Frankenstein is back, baby, and there’s still a big prize for hitting old ladies in the Death Race. Roger Corman is taking another stab at the iconic Death Race 2000 universe with Death Race 2050, a reboot to the original 1975 film that introduced moviegoers to a world obsessed with a cross-country road race that gave prizes for wanton violence.
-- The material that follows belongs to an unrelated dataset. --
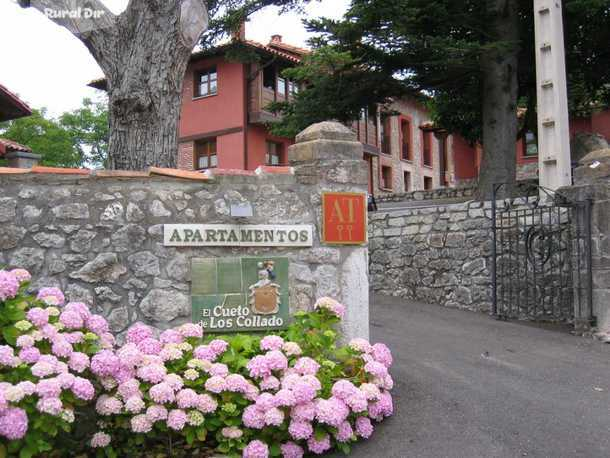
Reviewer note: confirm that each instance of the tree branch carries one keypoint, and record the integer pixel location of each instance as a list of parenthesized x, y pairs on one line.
[(82, 18)]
Death Race 2000 was a kind of campy, lighthearted Mad Max about a renegade driver named Frankenstein’s quest to throw off the shackles of servitude by getting behind the wheel of a souped up death-machine. This time, Manu Bennett (Arrow, Spartacus: Blood and Sand) is in the driver’s seat. Subtlety isn’t really one of Bennett’s strengths, which makes him a perfect Frankenstein — there’s nothing nuanced about the need for speed and the desire to blow shit up, which the new trailer for the film has in spades.
Death Race 2050 takes place in a dystopian future where America is controlled by an omnipresent conglomerate of corporations ruled by “The Chairman,” who sponsors the gladiatorial street race every year as a way to please the masses, who are brainwashed by violent Virtual Reality (think Fury Road meets Hunger Games).
The trailer looks like some intensely low-budget, campy, ultra-violent fun, which might be what the franchise needs after Jason Statham’s mid-2000s dour reboot set in a privatized prison system. Will it be good? Probably not, but we’ll remind you that part of the original film’s glory was in its blatant disregard for storytelling conventions and just basic decency (fuck it, let’s have our hero just murder some people for fun).
Is this a movie you should take your children to? Absolutely not. Is it something you should rent on DVD, crack open a bottom shelf bottle of liquor, and cheer your way through with a room full of buddies? Absolutely. Just please, don’t get behind the wheel afterward.